Sensor Live interactive functionality not working
Resolved
Dec 13 at 07:37pm PST
Summary Root Cause Analysis Report - Post-Mortem
Incident Overview:
On November 28, 2023, an issue was identified with Sensor Live items not functioning properly. The problem was initially reported as an issue with the LimaCharlie console. This report summarizes the timeline of events, root causes, and corrective actions taken.
Timeline of Events:
- Nov 28, Early Morning: Customers began reporting the incident via Slack.
- Throughout the Morning: Various team members engaged to investigate issue. The team validated the issue and observed it appeared to impact both backend and frontend systems.

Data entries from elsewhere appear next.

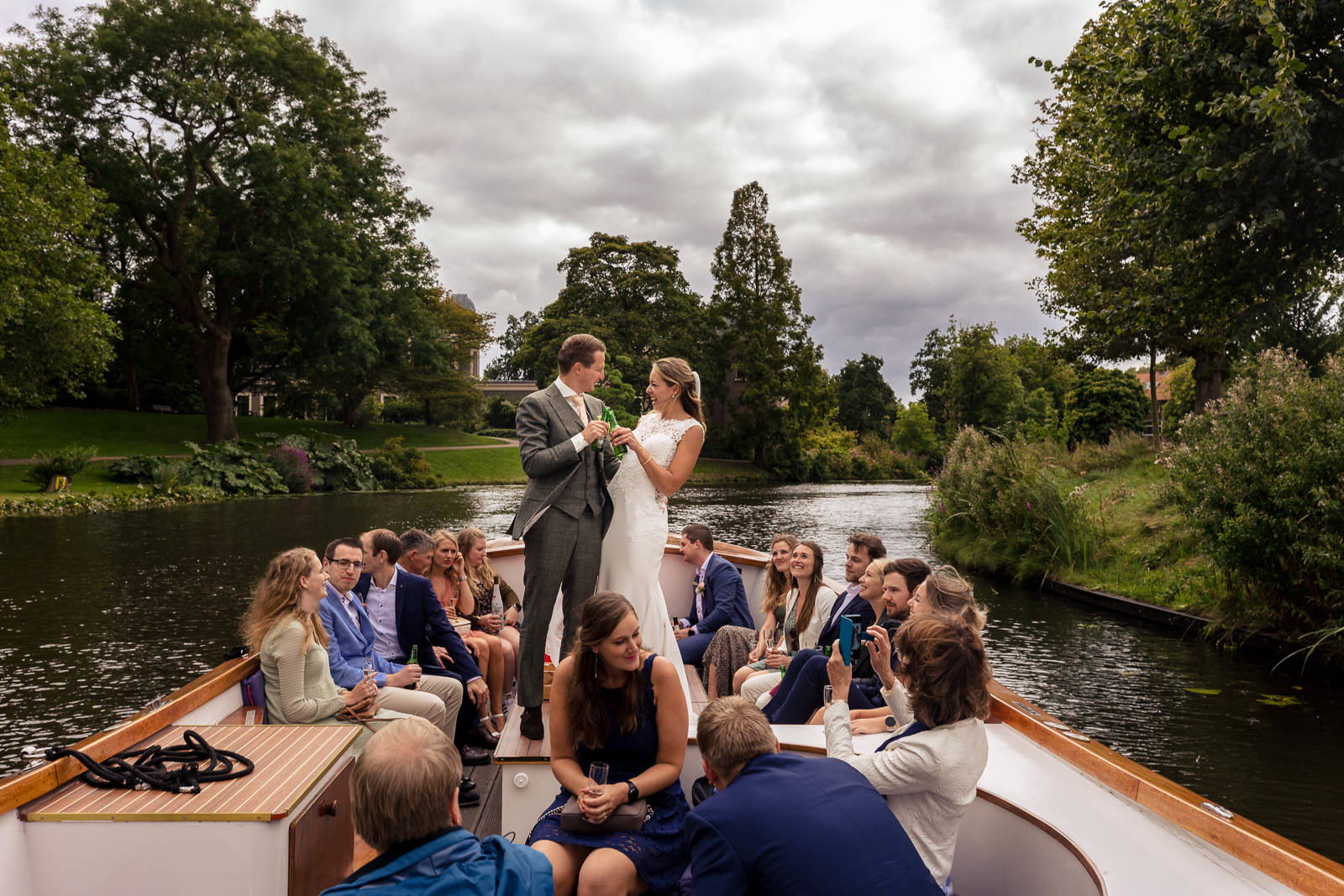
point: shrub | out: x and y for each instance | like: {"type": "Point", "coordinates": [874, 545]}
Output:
{"type": "Point", "coordinates": [995, 506]}
{"type": "Point", "coordinates": [396, 466]}
{"type": "Point", "coordinates": [292, 465]}
{"type": "Point", "coordinates": [234, 468]}
{"type": "Point", "coordinates": [69, 461]}
{"type": "Point", "coordinates": [402, 411]}
{"type": "Point", "coordinates": [1105, 402]}
{"type": "Point", "coordinates": [501, 412]}
{"type": "Point", "coordinates": [1260, 479]}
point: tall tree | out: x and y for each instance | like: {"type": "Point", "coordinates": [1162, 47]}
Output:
{"type": "Point", "coordinates": [864, 401]}
{"type": "Point", "coordinates": [54, 332]}
{"type": "Point", "coordinates": [1189, 184]}
{"type": "Point", "coordinates": [633, 297]}
{"type": "Point", "coordinates": [244, 160]}
{"type": "Point", "coordinates": [765, 338]}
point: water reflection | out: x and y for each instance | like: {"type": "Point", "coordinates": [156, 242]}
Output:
{"type": "Point", "coordinates": [101, 614]}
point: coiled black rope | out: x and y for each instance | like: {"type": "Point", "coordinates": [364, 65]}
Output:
{"type": "Point", "coordinates": [199, 765]}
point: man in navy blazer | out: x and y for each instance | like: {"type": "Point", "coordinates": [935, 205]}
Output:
{"type": "Point", "coordinates": [719, 597]}
{"type": "Point", "coordinates": [832, 831]}
{"type": "Point", "coordinates": [864, 550]}
{"type": "Point", "coordinates": [405, 613]}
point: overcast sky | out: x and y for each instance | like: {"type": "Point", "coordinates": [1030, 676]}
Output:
{"type": "Point", "coordinates": [884, 132]}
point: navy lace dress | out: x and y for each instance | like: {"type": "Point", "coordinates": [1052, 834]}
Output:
{"type": "Point", "coordinates": [658, 849]}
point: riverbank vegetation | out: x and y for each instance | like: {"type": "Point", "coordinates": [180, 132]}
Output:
{"type": "Point", "coordinates": [1241, 520]}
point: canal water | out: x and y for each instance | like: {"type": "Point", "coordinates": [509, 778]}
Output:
{"type": "Point", "coordinates": [102, 613]}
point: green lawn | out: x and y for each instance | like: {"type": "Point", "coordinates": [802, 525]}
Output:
{"type": "Point", "coordinates": [139, 432]}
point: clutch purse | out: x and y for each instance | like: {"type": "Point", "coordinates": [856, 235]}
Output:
{"type": "Point", "coordinates": [627, 817]}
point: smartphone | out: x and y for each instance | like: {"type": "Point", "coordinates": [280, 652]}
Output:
{"type": "Point", "coordinates": [848, 640]}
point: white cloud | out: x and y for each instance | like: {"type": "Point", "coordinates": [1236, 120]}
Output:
{"type": "Point", "coordinates": [884, 132]}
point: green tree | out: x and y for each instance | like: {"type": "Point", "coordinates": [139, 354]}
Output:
{"type": "Point", "coordinates": [503, 367]}
{"type": "Point", "coordinates": [635, 298]}
{"type": "Point", "coordinates": [246, 168]}
{"type": "Point", "coordinates": [864, 401]}
{"type": "Point", "coordinates": [1187, 186]}
{"type": "Point", "coordinates": [1105, 402]}
{"type": "Point", "coordinates": [913, 432]}
{"type": "Point", "coordinates": [54, 332]}
{"type": "Point", "coordinates": [765, 338]}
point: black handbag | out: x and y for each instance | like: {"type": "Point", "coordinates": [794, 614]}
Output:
{"type": "Point", "coordinates": [627, 817]}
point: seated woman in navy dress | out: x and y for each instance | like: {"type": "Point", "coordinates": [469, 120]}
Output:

- Mid-Morning: The affected systems were identified. Service restarts were necessary to bring about a resolution to the issue.
Root Causes:
1. Infrastructure Robustness: The reliance on some older technologies brought about complications that did not allow for simple troubleshooting of the issue. This indicated a need for a more robust and autonomous infrastructure.
2. System Monitoring Gaps: System probes were unable to detect the service degradation due to limitations in their configuration.
3. Communication Delays: A subset of configuration was missed during the change of emergency notification tooling which led to a delay in notification to the appropriate parties, causing delays in addressing the issue.
Actions Taken:
1. Testing and Infrastructure Improvements: Initiatives to replace older technologies with more modern solutions and enhance monitoring with improved metrics and tests.
2. Incident Reporting Process Updates: An updated email system will be used.
3. Customer Communication: Plans to revise customer notifications regarding incidents and include incident response information in our onboarding process.
4. Internal Documentation: Creation of documentation on incident reporting best practices and severity levels, ensuring all team members are informed and prepared.
Lessons Learned:
- The importance of robust monitoring systems that can detect not just system uptime but also functional performance.
- The need for clear and efficient communication channels both internally and with customers.
- The value of having a resilient and autonomous infrastructure to reduce downtime and manual intervention requirements.
Future Recommendations:
- Continue to enhance system monitoring and alerting capabilities.
- Streamline communication protocols for faster incident response.
- Regularly review and update infrastructure to ensure it meets the evolving needs of the service and customers.
Affected services
app.limacharlie.io
Updated
Nov 28 at 07:02am PST
Console commands appear to be working as expected. We continue to monitor.
For reference, automated taskings continued to work as expected throughout this incident.
Affected services
app.limacharlie.io
Created
Nov 28 at 03:52am PST
We are investigating an issue that is impacting the Console functionality. Additional details will be posted to this page once they become available.
Affected services
app.limacharlie.io